Il compiaciuto scialo di malefici aneddoti non è il modo per esorcizzare un horror vacui?
Ma quale compiaciuto. Intanto, come si dice sempre in uno stupro, è tutta roba vera. Mi sono stuprato per Voi. Da vero Stupratore Terminale, ogni tanto mi minacciavo: “Ne vuoi ancora? Ne ho”. Ma lo spazio, il tempo… sa com’è coi limiti. Poi non s’è trattato tanto d’esorcizzare, quanto di replicare bene la struttura a vignette d’un fumetto: era quello il telaio immaginato, che ha dato vita ad una scrittura a flash, a volte brevi e violenti. La sua impressione d’horror vacui deriva dal fatto che le ho tolto il fiato: finita una vignetta c’è subito quella dopo. Fumetti, ricorda? Per facilitarmi la stesura d’un tessuto non tessuto, non ho allestito scalette, schede, soggetti. Accadesse quel ch’ecc.

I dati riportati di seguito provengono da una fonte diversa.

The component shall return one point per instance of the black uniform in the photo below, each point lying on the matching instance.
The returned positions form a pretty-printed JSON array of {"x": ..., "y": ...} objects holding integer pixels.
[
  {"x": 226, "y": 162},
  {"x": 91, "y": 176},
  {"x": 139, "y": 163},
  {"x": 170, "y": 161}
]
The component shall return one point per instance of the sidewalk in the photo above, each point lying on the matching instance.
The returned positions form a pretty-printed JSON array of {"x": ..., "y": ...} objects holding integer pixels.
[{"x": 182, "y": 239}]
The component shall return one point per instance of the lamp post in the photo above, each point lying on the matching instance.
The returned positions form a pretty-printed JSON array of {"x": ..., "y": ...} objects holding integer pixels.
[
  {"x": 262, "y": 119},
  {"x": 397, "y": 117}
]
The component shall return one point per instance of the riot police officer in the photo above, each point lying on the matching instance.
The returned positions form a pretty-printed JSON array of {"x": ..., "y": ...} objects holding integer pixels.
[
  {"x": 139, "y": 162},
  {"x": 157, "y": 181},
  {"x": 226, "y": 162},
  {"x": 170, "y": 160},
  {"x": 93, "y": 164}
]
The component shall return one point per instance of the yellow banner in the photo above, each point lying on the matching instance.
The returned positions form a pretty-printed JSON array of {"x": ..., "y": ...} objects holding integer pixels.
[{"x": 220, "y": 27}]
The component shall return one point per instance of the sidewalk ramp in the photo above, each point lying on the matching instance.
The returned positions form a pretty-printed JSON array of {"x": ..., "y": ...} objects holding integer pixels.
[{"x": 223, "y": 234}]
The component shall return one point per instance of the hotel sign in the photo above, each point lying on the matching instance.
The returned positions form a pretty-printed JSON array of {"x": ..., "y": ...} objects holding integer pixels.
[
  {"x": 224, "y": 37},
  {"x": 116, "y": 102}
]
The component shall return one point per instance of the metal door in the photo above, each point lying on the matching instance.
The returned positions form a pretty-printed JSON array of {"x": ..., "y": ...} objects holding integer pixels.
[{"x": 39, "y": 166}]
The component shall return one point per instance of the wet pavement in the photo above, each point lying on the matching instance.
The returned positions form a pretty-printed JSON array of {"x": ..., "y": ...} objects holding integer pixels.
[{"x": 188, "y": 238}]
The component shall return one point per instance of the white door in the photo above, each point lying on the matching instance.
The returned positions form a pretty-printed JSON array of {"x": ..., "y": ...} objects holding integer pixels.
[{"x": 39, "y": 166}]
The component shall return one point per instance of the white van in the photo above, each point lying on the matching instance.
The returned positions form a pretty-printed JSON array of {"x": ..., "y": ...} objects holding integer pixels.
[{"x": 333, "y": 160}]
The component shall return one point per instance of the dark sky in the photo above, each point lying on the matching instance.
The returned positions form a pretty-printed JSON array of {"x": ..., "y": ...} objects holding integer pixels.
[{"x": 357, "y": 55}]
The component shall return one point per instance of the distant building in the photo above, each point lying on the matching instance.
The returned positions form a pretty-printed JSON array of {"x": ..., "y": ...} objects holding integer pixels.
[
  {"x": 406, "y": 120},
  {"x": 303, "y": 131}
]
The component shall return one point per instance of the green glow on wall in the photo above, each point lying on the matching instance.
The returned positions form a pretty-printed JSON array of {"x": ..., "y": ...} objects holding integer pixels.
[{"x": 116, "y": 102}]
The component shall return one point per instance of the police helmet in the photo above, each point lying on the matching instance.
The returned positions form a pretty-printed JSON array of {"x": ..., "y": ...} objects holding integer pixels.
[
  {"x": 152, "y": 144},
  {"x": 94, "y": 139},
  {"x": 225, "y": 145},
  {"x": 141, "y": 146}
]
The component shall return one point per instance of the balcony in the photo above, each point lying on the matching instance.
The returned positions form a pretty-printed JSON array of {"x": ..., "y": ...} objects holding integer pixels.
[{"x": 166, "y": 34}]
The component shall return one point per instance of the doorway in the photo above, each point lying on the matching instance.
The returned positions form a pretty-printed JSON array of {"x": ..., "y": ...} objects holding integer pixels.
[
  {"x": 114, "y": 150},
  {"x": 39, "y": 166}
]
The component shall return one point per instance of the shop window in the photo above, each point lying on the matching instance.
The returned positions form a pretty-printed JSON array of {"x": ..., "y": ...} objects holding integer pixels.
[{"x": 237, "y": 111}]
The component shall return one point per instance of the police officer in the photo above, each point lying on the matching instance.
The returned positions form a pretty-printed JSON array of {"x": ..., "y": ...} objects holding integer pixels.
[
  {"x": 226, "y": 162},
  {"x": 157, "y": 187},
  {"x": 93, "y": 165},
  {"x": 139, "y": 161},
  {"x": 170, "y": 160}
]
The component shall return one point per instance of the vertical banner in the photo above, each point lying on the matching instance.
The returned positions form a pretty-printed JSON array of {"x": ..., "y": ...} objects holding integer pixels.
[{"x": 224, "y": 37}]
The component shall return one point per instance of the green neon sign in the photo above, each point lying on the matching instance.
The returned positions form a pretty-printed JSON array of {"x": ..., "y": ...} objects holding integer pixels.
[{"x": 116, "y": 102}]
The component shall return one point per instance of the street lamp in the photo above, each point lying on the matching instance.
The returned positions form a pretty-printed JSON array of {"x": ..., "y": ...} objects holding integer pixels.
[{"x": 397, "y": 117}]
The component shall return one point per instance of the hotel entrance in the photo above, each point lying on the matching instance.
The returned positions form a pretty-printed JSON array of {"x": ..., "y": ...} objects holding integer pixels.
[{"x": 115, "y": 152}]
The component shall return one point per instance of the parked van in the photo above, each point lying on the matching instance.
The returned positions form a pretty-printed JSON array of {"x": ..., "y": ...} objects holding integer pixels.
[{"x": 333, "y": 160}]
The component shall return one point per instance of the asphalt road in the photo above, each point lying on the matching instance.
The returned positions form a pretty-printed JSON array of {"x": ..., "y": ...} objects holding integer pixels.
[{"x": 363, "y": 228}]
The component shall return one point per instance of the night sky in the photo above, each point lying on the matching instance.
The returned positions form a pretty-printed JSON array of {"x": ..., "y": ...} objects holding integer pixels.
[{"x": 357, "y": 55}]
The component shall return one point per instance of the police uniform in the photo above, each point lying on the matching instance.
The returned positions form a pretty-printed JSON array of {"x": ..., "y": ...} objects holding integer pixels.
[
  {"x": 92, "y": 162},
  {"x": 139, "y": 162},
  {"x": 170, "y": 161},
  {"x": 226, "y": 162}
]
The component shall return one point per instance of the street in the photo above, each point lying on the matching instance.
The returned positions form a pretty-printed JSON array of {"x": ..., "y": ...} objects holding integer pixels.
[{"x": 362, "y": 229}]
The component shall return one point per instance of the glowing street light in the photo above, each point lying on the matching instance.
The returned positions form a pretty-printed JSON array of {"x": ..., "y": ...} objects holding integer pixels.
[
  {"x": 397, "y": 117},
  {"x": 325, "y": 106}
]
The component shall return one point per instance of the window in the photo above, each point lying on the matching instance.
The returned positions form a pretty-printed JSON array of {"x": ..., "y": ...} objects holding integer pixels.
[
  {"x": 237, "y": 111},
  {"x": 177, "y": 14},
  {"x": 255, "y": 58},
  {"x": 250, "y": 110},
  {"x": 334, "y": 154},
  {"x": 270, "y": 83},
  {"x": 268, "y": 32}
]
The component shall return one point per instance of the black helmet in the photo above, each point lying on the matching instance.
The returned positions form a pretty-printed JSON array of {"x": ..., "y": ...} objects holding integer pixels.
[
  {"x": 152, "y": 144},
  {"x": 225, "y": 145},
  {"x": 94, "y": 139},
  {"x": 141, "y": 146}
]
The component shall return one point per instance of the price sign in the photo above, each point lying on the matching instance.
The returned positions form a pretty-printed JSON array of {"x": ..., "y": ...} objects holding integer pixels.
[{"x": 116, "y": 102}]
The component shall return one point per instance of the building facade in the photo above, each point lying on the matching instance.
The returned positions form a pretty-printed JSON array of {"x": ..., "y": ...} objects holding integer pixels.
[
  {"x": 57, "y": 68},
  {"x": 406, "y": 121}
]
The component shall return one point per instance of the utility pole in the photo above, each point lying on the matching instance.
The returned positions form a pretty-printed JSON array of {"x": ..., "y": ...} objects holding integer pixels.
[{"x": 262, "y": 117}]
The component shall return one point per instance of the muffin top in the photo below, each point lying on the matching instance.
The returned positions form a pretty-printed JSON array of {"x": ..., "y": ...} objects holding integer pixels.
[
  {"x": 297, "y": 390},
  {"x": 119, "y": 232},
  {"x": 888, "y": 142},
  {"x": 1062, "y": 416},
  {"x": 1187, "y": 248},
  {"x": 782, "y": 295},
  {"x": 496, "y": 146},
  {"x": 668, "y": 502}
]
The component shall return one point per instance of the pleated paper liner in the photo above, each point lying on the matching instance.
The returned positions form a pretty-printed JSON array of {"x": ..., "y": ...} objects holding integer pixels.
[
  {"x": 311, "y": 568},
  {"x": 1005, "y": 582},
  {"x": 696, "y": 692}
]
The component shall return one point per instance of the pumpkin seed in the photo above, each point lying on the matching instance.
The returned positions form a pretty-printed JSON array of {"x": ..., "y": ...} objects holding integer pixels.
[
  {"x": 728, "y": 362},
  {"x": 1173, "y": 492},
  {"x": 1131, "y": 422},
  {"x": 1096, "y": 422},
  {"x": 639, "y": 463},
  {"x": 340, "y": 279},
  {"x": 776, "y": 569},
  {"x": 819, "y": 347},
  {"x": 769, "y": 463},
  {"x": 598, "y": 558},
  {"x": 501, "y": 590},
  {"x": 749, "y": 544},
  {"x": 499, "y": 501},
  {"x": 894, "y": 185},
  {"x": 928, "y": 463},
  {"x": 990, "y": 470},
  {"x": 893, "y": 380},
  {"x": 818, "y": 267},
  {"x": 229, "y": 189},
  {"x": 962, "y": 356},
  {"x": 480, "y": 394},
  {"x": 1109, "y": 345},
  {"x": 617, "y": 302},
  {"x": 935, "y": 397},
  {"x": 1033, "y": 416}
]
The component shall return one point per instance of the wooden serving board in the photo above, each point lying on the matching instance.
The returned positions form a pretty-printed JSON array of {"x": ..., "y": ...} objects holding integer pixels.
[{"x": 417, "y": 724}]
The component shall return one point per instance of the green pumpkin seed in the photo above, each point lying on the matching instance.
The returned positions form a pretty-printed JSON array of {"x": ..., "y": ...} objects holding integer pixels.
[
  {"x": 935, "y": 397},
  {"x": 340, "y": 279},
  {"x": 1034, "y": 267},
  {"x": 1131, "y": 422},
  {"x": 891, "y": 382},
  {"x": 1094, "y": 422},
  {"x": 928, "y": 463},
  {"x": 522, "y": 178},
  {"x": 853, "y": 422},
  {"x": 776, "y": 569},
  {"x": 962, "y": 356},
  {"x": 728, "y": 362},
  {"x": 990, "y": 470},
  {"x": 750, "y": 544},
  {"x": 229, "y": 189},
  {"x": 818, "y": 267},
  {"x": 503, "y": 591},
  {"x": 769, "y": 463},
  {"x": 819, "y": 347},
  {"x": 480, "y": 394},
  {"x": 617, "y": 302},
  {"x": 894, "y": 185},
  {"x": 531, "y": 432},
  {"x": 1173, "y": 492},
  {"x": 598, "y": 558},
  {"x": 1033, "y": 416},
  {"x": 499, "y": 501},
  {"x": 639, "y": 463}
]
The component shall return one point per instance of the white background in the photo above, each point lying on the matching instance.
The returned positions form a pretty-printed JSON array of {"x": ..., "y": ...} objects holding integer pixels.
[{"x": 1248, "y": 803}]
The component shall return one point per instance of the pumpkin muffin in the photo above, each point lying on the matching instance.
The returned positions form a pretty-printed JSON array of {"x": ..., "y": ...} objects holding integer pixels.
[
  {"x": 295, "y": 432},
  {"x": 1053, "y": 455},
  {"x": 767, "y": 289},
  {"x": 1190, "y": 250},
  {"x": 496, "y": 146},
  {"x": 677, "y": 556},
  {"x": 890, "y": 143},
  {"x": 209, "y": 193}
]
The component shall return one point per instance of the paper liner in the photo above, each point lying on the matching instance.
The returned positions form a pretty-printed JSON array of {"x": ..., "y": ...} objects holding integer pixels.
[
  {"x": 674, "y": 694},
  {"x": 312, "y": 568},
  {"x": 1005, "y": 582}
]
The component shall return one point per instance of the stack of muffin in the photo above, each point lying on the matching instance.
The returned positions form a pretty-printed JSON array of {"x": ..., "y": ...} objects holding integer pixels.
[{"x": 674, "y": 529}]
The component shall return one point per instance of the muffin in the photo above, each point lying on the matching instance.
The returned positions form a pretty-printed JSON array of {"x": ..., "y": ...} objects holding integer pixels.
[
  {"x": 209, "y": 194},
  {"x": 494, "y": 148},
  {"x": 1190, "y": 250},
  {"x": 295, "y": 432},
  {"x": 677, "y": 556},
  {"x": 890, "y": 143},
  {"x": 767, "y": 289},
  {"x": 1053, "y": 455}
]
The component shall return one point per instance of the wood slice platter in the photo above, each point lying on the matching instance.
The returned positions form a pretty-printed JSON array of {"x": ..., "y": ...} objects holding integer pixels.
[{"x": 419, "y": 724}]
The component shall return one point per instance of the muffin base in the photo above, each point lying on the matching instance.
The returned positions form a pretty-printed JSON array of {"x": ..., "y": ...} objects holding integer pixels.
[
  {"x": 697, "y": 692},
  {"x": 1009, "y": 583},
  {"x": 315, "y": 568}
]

A dieci anni confezionò il fumetto “I ribelli dell’Idea”. Vanagloria o profeticità Bimba?
No, vanagloria no. Non ricorda com’era da bambino? Un mostrino totipotente, al quale tutto era dovuto e per il quale ogni cosa era possibile. L’Universo era creato per te, regalato solo a te: un egoismo mostruoso, e magico. Nel mio caso anche cronico e salutare: da allora le so pensare tutte, so fare tutto quello che penso. Peccato che gli altri me lo impediscano. Arf.
Fumettista, fumettaro, Autore di Fumetti. C’è differenza?
Il fumettista, o letterista, mesta figura tecnica, è il morto di fame che ficca le parole di un altro semplicino, lo sceneggiatore, nei baloon, o fumetti propriamente detti, lasciati bianchi apposta dal disegnatore, ulteriore mestissima figura tecnica che nei fumettifici al metro passa la vita a disegnar puttanate pensate da qualcuno che non vede mai.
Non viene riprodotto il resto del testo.